Swiss micro-vehicles navigate blood vessels upstream

Tokyo (SCCIJ) – Researchers in Switzerland have developed micro-vehicles that are small enough to navigate blood vessels. Ultrasound propels the miniature submarines; even upstream movement is possible. This technology may revolutionize medicine. Tiny vehicles navigating blood vessels would enable physicians to take biopsies, insert stents and deliver drugs with precision to sites that are difficult to reach, all from inside the body.

Swiss micro-vehicles navigate blood vessels upstream

A self-assembled micro swarm (in red) can swim against the blood flow along a capillary wall (Visualization: Ahmed et al. Nature Machine Intelligence 2021).

Experiment with beads

Scientists around the world are currently researching and developing suitable micro-vehicles. In most cases, they are powered and controlled by acoustic and magnetic fields or using light. However, propelling micro-vehicles against a fluid flow had proved to be a major challenge because they need to be able to navigate in blood vessels against the direction of blood flow. Now, researchers at ETH Zurich have developed micro-vehicles that are manipulated by an external field and can swim against the flow.

In their lab experiment, the research team headed by Daniel Ahmed and Bradley Nelson, professors at the Department of Mechanical and Process Engineering, used magnetic beads made of iron oxide and a polymer with a diameter of 3 micrometers. A magnetic field induces these particles to cluster into a swarm with a diameter of between 15 and 40 micrometers. The scientists studied the behavior of this swarm in a thin glass tube with liquid flowing through it. The glass tubes had a diameter of 150 to 300 micrometers, a similar size to the blood vessels in a tumor.
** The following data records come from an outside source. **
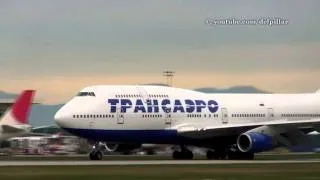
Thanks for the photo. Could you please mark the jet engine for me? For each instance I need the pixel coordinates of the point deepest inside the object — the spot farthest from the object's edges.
(255, 142)
(122, 148)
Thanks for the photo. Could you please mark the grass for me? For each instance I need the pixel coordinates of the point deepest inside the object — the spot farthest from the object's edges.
(165, 172)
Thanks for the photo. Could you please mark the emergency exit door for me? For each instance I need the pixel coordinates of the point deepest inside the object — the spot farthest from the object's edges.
(224, 113)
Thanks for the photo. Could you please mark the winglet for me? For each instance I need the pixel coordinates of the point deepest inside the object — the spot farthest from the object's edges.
(21, 107)
(18, 113)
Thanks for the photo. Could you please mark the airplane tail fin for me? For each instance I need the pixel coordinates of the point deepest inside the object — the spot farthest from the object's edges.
(19, 112)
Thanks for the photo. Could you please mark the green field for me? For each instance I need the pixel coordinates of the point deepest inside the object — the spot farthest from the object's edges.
(165, 172)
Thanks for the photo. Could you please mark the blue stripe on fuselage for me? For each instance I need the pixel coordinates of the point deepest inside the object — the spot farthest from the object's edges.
(143, 136)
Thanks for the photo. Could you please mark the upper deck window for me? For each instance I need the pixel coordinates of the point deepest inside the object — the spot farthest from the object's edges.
(86, 94)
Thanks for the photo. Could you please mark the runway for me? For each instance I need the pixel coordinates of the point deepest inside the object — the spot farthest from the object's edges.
(149, 162)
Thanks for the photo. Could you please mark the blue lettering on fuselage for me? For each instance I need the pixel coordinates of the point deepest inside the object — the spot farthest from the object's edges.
(154, 105)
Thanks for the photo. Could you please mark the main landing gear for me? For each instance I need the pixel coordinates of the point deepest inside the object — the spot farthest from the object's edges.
(96, 153)
(230, 155)
(183, 154)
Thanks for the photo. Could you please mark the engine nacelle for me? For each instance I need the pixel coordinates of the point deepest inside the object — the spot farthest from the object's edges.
(255, 142)
(113, 147)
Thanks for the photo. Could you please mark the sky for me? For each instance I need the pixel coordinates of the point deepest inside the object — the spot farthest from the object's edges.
(60, 46)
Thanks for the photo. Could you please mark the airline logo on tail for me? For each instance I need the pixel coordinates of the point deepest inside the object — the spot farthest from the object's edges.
(19, 112)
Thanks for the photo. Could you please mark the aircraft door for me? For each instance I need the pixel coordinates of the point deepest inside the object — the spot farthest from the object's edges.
(224, 113)
(168, 118)
(120, 116)
(270, 114)
(143, 93)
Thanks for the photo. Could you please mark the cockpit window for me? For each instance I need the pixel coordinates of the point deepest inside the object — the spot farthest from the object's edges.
(86, 94)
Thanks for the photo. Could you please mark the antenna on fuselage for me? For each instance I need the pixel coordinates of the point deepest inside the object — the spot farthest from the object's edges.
(169, 75)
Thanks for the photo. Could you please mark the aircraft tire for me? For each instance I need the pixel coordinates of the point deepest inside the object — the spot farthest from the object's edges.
(95, 155)
(182, 155)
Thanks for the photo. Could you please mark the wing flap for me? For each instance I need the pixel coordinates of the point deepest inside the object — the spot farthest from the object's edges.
(236, 129)
(11, 129)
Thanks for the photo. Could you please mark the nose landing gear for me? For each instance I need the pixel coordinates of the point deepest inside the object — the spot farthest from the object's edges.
(183, 154)
(97, 151)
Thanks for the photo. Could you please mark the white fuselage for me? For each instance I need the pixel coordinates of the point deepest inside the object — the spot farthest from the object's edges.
(151, 114)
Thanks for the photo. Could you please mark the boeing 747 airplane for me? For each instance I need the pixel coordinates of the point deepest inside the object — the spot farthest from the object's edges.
(230, 126)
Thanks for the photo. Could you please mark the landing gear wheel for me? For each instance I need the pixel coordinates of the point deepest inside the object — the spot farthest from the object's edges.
(182, 155)
(95, 155)
(210, 154)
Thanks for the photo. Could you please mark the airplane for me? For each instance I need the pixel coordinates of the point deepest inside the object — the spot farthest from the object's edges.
(230, 126)
(14, 121)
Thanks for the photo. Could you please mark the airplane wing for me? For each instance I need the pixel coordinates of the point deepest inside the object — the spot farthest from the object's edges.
(12, 129)
(280, 126)
(4, 105)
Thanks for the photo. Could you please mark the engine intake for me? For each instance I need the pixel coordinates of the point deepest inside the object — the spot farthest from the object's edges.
(113, 147)
(254, 142)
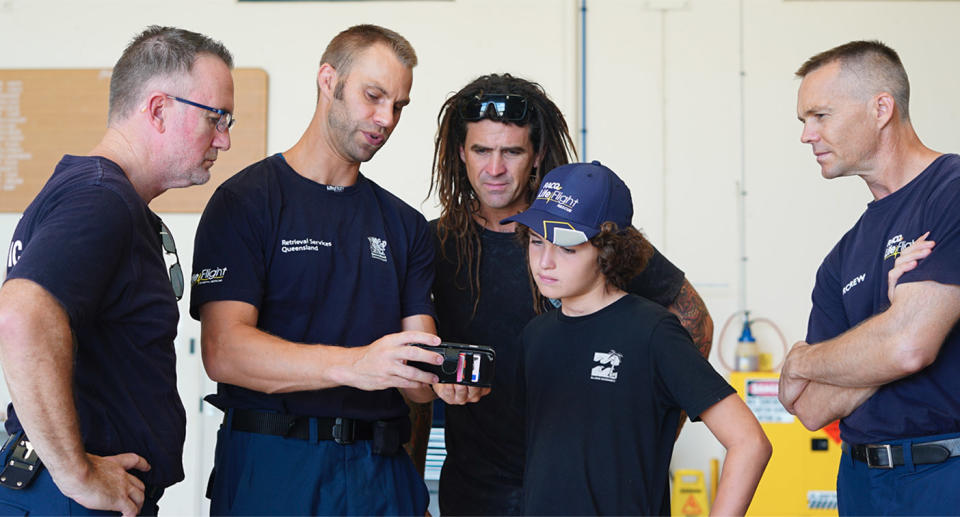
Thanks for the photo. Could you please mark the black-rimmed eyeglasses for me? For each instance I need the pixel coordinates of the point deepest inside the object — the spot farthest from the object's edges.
(507, 107)
(176, 273)
(225, 121)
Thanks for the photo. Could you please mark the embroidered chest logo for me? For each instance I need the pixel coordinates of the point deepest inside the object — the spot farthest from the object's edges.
(378, 248)
(853, 283)
(209, 276)
(606, 370)
(895, 247)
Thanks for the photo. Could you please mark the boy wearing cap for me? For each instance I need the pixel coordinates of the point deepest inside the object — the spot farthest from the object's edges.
(604, 378)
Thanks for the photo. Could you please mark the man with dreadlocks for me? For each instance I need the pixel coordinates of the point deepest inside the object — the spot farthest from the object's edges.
(497, 137)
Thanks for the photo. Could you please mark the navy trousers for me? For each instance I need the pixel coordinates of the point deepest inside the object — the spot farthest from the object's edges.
(910, 489)
(257, 474)
(43, 497)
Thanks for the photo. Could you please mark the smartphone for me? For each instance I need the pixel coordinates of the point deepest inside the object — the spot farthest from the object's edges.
(471, 365)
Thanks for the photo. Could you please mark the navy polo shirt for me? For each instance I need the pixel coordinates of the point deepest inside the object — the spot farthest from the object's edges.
(322, 264)
(93, 243)
(852, 286)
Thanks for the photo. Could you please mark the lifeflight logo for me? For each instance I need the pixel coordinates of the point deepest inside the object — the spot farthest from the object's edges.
(553, 191)
(209, 276)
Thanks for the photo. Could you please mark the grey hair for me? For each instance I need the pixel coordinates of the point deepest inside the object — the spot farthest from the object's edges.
(157, 52)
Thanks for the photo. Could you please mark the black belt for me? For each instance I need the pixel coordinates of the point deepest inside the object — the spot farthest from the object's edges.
(341, 430)
(886, 456)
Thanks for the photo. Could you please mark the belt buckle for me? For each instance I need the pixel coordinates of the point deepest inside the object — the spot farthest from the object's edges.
(883, 447)
(344, 431)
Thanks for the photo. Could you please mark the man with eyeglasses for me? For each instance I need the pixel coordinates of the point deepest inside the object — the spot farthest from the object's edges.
(324, 281)
(88, 312)
(498, 136)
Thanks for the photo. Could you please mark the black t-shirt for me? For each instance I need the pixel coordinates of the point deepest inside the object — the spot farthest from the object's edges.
(602, 395)
(483, 470)
(322, 264)
(852, 287)
(93, 243)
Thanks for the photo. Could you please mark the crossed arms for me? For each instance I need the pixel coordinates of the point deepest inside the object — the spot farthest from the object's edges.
(830, 380)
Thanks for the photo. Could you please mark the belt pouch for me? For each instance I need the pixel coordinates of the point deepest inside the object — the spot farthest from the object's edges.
(22, 465)
(390, 435)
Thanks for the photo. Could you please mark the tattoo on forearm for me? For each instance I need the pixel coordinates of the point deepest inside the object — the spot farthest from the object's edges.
(689, 307)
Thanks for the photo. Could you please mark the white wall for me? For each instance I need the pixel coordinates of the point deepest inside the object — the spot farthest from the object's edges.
(664, 110)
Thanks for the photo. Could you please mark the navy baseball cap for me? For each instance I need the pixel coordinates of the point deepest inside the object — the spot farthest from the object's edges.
(574, 201)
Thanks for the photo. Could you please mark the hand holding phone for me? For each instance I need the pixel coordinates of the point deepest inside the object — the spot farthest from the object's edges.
(470, 365)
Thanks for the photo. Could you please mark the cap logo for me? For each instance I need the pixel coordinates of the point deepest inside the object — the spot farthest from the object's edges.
(564, 234)
(553, 191)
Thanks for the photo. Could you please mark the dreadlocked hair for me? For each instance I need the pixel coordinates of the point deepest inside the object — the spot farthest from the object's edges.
(459, 205)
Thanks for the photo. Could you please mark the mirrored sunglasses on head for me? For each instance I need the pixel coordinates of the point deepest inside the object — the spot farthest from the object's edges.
(496, 106)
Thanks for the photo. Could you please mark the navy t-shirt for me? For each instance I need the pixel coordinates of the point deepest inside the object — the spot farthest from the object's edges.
(852, 286)
(93, 243)
(602, 395)
(322, 264)
(483, 470)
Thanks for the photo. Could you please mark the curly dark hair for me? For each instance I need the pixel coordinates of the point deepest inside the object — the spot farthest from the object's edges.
(623, 254)
(551, 142)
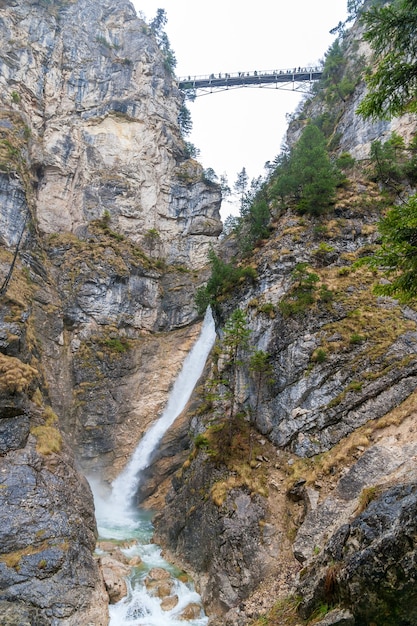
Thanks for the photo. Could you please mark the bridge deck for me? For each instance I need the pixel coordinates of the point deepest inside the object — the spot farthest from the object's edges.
(240, 79)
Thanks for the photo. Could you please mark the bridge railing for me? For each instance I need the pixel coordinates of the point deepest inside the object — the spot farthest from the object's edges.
(256, 74)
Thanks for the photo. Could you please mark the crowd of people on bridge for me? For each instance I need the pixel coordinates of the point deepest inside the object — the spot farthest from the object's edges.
(295, 70)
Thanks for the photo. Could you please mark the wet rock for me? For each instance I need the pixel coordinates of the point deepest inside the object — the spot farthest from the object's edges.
(114, 574)
(169, 602)
(191, 611)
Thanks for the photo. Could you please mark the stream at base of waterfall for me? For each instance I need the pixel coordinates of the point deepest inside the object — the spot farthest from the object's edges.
(131, 529)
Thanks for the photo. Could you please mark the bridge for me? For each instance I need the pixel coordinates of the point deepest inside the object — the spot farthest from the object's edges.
(297, 78)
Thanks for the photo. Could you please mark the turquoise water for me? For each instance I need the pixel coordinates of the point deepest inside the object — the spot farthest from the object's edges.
(140, 608)
(118, 520)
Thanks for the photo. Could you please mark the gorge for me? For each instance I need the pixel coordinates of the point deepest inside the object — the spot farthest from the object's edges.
(286, 484)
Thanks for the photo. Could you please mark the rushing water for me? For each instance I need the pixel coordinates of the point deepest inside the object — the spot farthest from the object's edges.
(118, 519)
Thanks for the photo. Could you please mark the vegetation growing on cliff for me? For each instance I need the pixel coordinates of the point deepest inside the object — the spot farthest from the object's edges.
(392, 85)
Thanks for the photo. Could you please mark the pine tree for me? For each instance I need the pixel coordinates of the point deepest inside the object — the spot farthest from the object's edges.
(313, 175)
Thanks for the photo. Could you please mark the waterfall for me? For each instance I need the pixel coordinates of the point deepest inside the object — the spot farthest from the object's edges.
(118, 520)
(126, 484)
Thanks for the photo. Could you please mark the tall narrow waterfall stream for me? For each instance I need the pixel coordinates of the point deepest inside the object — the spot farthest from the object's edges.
(118, 519)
Microsurgery as application

To propel the micro swarm against the flow in the tube, the ETH researchers applied the same trick canoeists use on a river: they hug the riverbank to paddle upstream because the friction of the bank makes the current slower there than in the middle of the river. Using ultrasound at a specific frequency, the scientists first guided the cluster of microbeads close to the wall of the tube.

Then the researchers switched to a rotating magnetic field to propel the swarm against the flow. As their next step, the researchers intend to investigate how the micro-vehicles respond in the blood vessels of animals. “As both ultrasound waves and magnetic fields penetrate body tissue, our method is ideal for controlling micro-vehicles inside the body,” says ETH Professor Ahmed.

Microsurgery, such as unclogging blocked blood vessels, is one of the future applications the researchers hope this method will serve. Moreover, the micro-vehicles could one day be used to deliver cancer drugs to tumors via the blood vessels and release them directly into the tumor tissue. Lastly, another area of application is transferring drugs from blood vessels into the tissues of the brain.

Text: © ETHZ/Fabio Bergamin (edited by Martin Fritz for SCCIJ)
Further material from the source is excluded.